Классный кусок кода — видно, что вы уже выжали многое (FMA, AVX2 sin/cos, bump-alloc, heap и т. д.). Ниже — приоритетный список именно на скорость, с акцентом на двумерную ветку AGP_ND (N==2). Я даю «большие выигрыши» сверху вниз и сразу показываю, что именно менять.

1) Убрать дерево Пеано из горячего пути

Сейчас HitTest_2D(new_point) идёт по указателям по глубине razvertka, постоянно прыгая по памяти → промахи кэша и ветвления. Для N==2 координаты (x₁, x₂) можно восстанавливать аналитически из параметра вдоль кривой, не строя дерево и не делая pointer-chase.

Идея: представить параметр как число в базе 4 (по 2 бита на уровень), на каждом уровне применять маленькую 2×2 трансформацию (ориентация Top/Down/Left/Right) и накапливать смещения. Это даёт полностью предсказуемый цикл без ветвлений и без кистонов по куче узлов.

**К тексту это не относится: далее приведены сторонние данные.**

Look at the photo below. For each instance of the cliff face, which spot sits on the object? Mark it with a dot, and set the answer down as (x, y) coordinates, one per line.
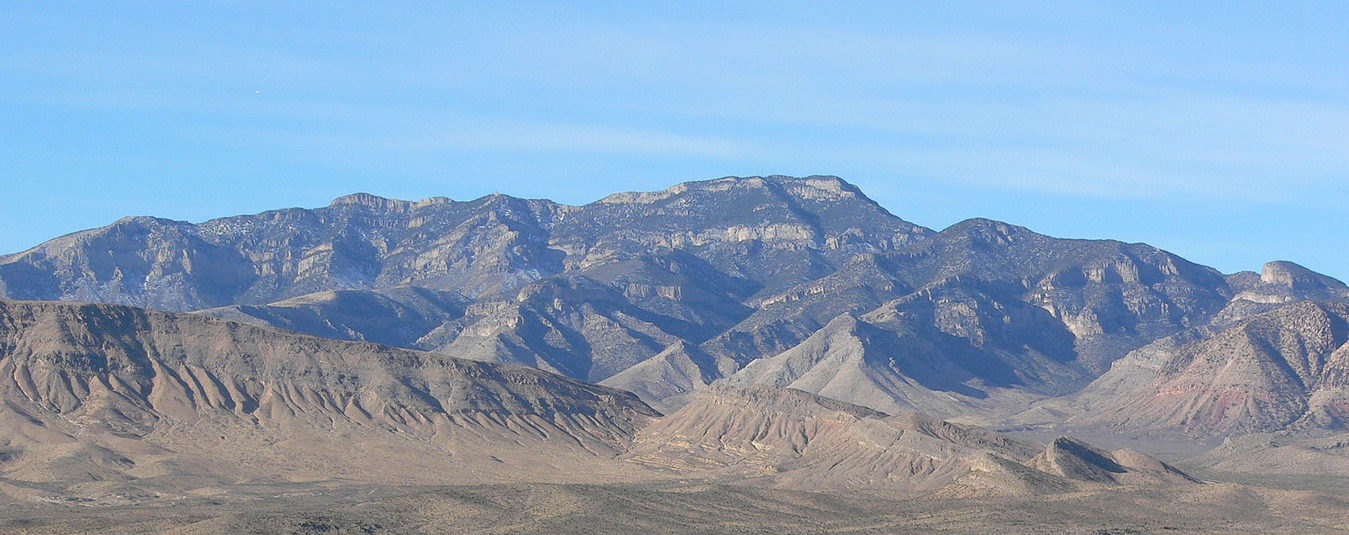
(99, 391)
(664, 293)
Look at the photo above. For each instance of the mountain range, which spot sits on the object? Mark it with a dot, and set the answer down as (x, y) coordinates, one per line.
(799, 282)
(773, 332)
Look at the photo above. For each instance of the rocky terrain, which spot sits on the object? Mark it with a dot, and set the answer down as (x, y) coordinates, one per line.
(783, 344)
(664, 293)
(99, 396)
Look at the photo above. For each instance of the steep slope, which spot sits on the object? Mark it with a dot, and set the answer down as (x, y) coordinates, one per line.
(1079, 461)
(897, 361)
(1112, 297)
(726, 271)
(796, 439)
(753, 228)
(95, 392)
(398, 317)
(1279, 369)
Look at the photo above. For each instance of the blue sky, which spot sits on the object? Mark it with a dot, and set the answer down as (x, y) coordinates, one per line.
(1218, 131)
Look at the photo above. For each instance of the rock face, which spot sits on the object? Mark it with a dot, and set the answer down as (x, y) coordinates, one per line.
(1287, 368)
(780, 280)
(111, 392)
(796, 439)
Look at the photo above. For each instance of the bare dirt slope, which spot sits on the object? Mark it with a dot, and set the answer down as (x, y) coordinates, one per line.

Пример быстрой замены HitTest_2D (работает только для N==2; дерево не нужно вообще — хранить только razvertka, [a,b]×[c,d]):

cpp
struct Peano2DMap {
    int levels;
    float a,b,c,d;
};

// табличка: [type][quad] -> next_type и (dx,dy) в {0,1}
struct Step { uint8_t next; uint8_t dx; uint8_t dy; };

static inline Step step_tbl[4][4] = {
/*Top  */ {{Right,0,0},{Top,0,1},{Top,1,1},{Left,1,0}},
/*Down */ {{Left,1,1},{Down,1,0},{Down,0,0},{Right,0,1}},
/*Left */ {{Top,0,1},{Left,0,0},{Left,1,0},{Down,1,1}},
/*Right*/ {{Down,1,0},{Right,1,1},{Right,0,1},{Top,0,0}},
};

__forceinline void HitTest2D_analytic(const Peano2DMap& M, float x_param,
                                      float &out_x1, float &out_x2) noexcept
{
    // нормируем параметр в [0,1), квантируем в 4^L ячеек
    float lenx = M.b - M.a;
    float leny = M.d - M.c;
    // избегаем деления в цикле
    float norm = (x_param - M.a) * (1.0f / lenx);
    uint32_t idx = (uint32_t) (norm * (float)(1u << (M.levels*2)));

    // размер клетки на текущем уровне
    float sx = lenx;
    float sy = leny;
    float x1 = M.a;
    float x2 = M.c;

    uint8_t type = Top; // как в ранге 0

    // обходим уровни от старших к младшим 2-битным цифрам
    for (int l = M.levels-1; l >= 0; --l) {
        uint32_t q = (idx >> (l*2)) & 3u; // квартал 0..3
        const Step s = step_tbl[type][q];
        type = s.next;

        sx *= 0.5f;
        sy *= 0.5f;
        x1 += s.dx ? sx : 0.0f;
        x2 += s.dy ? sy : 0.0f;
    }
    // центр ячейки (как у вас с x_addition/y_addition)
    out_x1 = x1 + sx*0.5f;
    out_x2 = x2 + sy*0.5f;
}

Замените вызовы Curve.HitTest_2D(new_point) на это.
Плюсы: никаких аллокаций и рекурсий, нулевой branch-miss, линейный проход по регистрами → обычно самый большой буст в 2D-ветке.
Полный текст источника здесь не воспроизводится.